A parallel algorithmic framework for flexible time discretization on adaptive Cartesian meshes

Agency : National Science Foundation (NSF)

Type : NSF-DMS: #1419108 (single PI)

Amount to BSU : $194K

Project summary

Accurately predicting the weather, understanding global climate change, designing novel materials, developing means of exploiting energy resources, and modeling the effects of natural hazards increasingly rely on our ability to efficiently solve mathematical equations on large scale computing platforms. To exploit the emerging computing power now available on multi-core desktop machines as well as at local and national supercomputing centers, numerical algorithms originally designed to run on a single computing processor (e.g. a CPU) must often be redesigned to operate efficiently (or "scale") in a supercomputing environment with thousands of processors. This project focuses on redesigning a particular class of numerical methods that dynamically allocate computing resources to spatial regions of a computational domain where a simulation is most demanding. For example, such methods would place many more grid points (e.g. pixels) at a burning flame front, but leave the empty space in an industrial burner only coarsely resolved. Or, to accurately track a thin filament of volcanic ash, an adaptive method will update high resolution regions of the simulation domain to follow the ash plume as it meanders through the atmosphere, but will not waste computational resources in areas of the globe where no ash has arrived. Many such adaptive methods now show modest scalability in a multi-processor environment, but we propose a new software paradigm which will allow these "adaptive refinement mesh" methods to scale efficiently to ever larger numbers of computing processors as well as enable domain scientists to more easily incorporate complex numerical algorithms into a high performance software frameworks. Successful achievement of project goals will enable researchers to take advantage of the national investment in supercomputing centers and to make progress towards providing solutions to grand challenge problems. As a particular demonstration of our adaptive mesh paradigm, we will produce high resolution simulations of volcanic ash transport in the atmosphere. Such simulations are critical for predicting aviation hazards associated with volcanic eruptions.

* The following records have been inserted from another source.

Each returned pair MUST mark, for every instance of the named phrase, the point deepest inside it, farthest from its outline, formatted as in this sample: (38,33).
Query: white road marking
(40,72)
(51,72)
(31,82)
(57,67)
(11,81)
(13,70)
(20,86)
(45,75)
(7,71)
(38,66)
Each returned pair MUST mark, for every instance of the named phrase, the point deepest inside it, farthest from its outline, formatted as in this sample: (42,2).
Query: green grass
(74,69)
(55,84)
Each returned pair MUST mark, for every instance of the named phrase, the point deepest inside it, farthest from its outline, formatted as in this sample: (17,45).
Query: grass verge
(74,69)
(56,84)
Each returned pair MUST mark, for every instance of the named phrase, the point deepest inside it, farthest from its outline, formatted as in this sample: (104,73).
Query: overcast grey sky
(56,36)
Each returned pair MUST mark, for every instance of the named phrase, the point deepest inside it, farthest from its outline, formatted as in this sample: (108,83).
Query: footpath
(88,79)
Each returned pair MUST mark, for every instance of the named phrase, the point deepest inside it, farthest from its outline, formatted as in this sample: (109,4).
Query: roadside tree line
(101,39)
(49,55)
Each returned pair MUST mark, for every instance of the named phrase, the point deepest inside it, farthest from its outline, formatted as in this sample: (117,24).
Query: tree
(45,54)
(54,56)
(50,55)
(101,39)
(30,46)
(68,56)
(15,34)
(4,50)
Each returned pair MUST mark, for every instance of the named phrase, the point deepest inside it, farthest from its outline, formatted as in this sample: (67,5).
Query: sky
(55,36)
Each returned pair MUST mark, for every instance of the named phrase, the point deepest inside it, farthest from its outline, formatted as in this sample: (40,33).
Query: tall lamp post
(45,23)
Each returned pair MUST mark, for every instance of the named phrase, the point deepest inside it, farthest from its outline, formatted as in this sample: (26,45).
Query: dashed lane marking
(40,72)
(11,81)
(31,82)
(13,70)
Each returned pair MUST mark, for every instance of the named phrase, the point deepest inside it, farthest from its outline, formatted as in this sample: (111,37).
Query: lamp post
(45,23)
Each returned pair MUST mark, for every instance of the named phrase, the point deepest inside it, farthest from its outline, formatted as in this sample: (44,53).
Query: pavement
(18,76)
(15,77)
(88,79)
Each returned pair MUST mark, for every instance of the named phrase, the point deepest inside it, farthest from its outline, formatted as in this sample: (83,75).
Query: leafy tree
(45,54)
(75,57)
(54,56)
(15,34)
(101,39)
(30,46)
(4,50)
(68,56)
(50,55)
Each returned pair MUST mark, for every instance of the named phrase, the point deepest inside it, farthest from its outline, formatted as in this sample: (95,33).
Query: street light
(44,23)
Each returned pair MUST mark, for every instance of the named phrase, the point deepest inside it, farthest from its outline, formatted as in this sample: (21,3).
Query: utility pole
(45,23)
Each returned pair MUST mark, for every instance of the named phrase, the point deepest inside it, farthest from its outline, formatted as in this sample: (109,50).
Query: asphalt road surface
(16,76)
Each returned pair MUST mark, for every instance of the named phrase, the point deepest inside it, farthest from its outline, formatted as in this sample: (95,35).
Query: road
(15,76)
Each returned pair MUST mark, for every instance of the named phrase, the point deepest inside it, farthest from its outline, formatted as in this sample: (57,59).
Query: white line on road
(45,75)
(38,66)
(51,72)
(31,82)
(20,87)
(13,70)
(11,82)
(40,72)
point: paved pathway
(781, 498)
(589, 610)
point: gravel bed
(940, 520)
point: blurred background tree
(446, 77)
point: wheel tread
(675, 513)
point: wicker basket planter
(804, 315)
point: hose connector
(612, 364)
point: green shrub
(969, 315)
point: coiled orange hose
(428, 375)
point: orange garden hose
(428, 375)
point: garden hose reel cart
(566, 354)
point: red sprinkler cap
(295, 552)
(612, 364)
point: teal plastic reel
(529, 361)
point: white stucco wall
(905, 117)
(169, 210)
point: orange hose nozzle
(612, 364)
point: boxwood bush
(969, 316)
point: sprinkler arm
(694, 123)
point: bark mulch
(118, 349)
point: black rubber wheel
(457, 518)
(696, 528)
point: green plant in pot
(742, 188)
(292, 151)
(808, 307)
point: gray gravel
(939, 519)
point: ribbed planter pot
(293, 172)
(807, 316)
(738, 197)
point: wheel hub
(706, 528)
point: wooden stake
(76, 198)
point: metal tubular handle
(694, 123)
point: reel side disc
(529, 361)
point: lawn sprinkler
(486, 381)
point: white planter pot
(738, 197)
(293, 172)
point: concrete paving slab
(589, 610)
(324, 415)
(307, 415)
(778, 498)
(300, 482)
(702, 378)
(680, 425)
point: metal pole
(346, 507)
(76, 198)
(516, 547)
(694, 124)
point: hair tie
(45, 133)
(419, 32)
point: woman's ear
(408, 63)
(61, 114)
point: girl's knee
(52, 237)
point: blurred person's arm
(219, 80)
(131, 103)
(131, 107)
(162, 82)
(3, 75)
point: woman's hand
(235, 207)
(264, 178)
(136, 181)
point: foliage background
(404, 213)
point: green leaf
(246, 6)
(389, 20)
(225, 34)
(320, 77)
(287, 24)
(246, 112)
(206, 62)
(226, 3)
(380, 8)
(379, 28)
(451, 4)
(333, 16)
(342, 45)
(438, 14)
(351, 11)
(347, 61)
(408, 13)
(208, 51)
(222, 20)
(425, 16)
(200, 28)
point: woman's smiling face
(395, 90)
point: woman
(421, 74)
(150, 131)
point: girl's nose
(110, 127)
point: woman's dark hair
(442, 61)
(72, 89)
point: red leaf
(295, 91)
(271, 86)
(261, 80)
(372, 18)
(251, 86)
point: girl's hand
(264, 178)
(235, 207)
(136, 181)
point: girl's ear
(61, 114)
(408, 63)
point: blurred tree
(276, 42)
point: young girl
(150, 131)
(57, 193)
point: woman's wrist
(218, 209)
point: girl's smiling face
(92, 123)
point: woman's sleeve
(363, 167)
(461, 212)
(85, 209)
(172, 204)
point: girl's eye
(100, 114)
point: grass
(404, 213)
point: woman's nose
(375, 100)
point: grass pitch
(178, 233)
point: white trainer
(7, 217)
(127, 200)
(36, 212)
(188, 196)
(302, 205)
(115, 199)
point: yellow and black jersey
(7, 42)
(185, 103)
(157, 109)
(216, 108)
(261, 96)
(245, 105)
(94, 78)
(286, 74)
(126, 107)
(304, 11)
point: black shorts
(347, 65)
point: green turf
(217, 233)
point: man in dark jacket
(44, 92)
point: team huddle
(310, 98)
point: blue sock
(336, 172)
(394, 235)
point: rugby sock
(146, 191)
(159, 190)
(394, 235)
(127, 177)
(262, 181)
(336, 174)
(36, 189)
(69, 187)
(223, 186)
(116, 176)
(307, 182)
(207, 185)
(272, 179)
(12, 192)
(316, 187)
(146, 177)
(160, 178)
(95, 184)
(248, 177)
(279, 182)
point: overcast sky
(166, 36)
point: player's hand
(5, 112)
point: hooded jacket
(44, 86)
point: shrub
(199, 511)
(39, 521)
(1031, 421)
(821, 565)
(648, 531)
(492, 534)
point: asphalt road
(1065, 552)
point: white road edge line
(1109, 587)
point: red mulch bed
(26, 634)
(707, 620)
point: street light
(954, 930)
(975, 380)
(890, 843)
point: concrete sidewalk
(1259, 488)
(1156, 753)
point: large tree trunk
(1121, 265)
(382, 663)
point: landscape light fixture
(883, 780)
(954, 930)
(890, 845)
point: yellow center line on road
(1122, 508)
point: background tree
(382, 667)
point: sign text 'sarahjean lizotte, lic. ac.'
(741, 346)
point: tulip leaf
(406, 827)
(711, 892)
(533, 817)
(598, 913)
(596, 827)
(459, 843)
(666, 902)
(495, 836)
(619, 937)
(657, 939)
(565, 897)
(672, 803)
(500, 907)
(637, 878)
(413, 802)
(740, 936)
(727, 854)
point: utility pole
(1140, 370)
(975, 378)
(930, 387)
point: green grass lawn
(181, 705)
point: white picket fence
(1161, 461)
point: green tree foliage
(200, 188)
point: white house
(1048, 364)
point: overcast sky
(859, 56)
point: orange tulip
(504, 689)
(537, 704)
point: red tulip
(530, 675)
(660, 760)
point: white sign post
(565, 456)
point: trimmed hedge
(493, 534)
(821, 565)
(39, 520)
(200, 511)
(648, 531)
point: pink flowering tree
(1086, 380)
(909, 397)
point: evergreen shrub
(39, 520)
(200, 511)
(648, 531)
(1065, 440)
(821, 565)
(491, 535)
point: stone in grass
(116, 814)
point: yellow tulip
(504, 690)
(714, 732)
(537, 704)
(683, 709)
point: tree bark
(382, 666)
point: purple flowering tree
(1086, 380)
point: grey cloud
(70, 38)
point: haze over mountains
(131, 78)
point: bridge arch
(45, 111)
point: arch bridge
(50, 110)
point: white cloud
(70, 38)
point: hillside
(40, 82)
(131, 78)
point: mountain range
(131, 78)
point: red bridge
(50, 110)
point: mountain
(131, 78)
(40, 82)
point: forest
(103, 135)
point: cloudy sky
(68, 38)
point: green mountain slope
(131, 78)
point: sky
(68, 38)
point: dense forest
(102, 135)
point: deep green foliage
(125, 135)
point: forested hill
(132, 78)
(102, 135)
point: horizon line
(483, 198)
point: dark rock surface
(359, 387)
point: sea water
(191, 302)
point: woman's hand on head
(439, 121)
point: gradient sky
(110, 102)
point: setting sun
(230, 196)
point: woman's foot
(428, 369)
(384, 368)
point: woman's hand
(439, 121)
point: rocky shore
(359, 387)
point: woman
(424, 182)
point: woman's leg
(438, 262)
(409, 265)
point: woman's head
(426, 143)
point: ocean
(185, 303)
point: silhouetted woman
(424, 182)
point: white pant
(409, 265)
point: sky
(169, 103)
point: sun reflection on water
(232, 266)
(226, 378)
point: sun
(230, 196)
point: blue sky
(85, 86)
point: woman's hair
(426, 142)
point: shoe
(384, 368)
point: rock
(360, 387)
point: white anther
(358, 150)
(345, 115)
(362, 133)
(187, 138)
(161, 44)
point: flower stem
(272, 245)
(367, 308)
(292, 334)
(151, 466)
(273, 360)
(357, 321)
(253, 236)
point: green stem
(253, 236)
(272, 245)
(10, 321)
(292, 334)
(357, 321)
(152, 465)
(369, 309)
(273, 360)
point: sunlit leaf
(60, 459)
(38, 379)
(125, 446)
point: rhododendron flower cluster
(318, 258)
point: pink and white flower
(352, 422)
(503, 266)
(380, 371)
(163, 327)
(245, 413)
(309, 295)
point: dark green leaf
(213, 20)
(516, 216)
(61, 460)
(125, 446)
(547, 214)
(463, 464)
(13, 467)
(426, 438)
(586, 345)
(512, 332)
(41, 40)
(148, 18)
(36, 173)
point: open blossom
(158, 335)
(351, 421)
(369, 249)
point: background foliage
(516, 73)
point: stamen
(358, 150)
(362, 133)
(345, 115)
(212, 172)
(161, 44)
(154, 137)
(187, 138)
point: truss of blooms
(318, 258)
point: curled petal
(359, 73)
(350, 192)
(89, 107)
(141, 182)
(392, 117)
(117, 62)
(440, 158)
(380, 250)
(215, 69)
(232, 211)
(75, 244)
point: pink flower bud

Single step, single stage multi-rate schemes are routinely used for solving partial differential equations on adaptively refined meshes. However, such methods are usually limited to second order accuracy or may suffer from operator splitting errors. Higher order temporal discretizations involving multiple stages or complex coupling strategies are considerably more difficult to incorporate into existing adaptive mesh software frameworks. The PI proposes a highly scalable algorithmic framework that simplifies the task of implementing sophisticated time stepping strategies into adaptive Cartesian mesh methods. The PI anticipates providing functionality that allows the user to describe their temporal strategy in a natural, method-of-lines setting. This will require designing an efficient, scalable data pipeline that provides a vectorized view of spatial data distributed across adaptively refined meshes and processors. Emphasis will be focused on explicit multi-stage Runge-Kutta methods for hyperbolic and parabolic conservation laws. Targeted applications of this work include the application of the theory of multi-rate methods for ODEs to the method-of-lines setting, the implementation of multi-rate, explicit Runge-Kutta-Chebyshev methods for reaction diffusion equations in an adaptive framework, and a demonstration of the effectiveness of the proposed framework on modeling dispersion of airborne volcanic ash in the atmosphere. The work will be done using the ForestClaw software platform, developed by the PI and her collaborator C. Burstedde (Univ. of Bonn, Germany).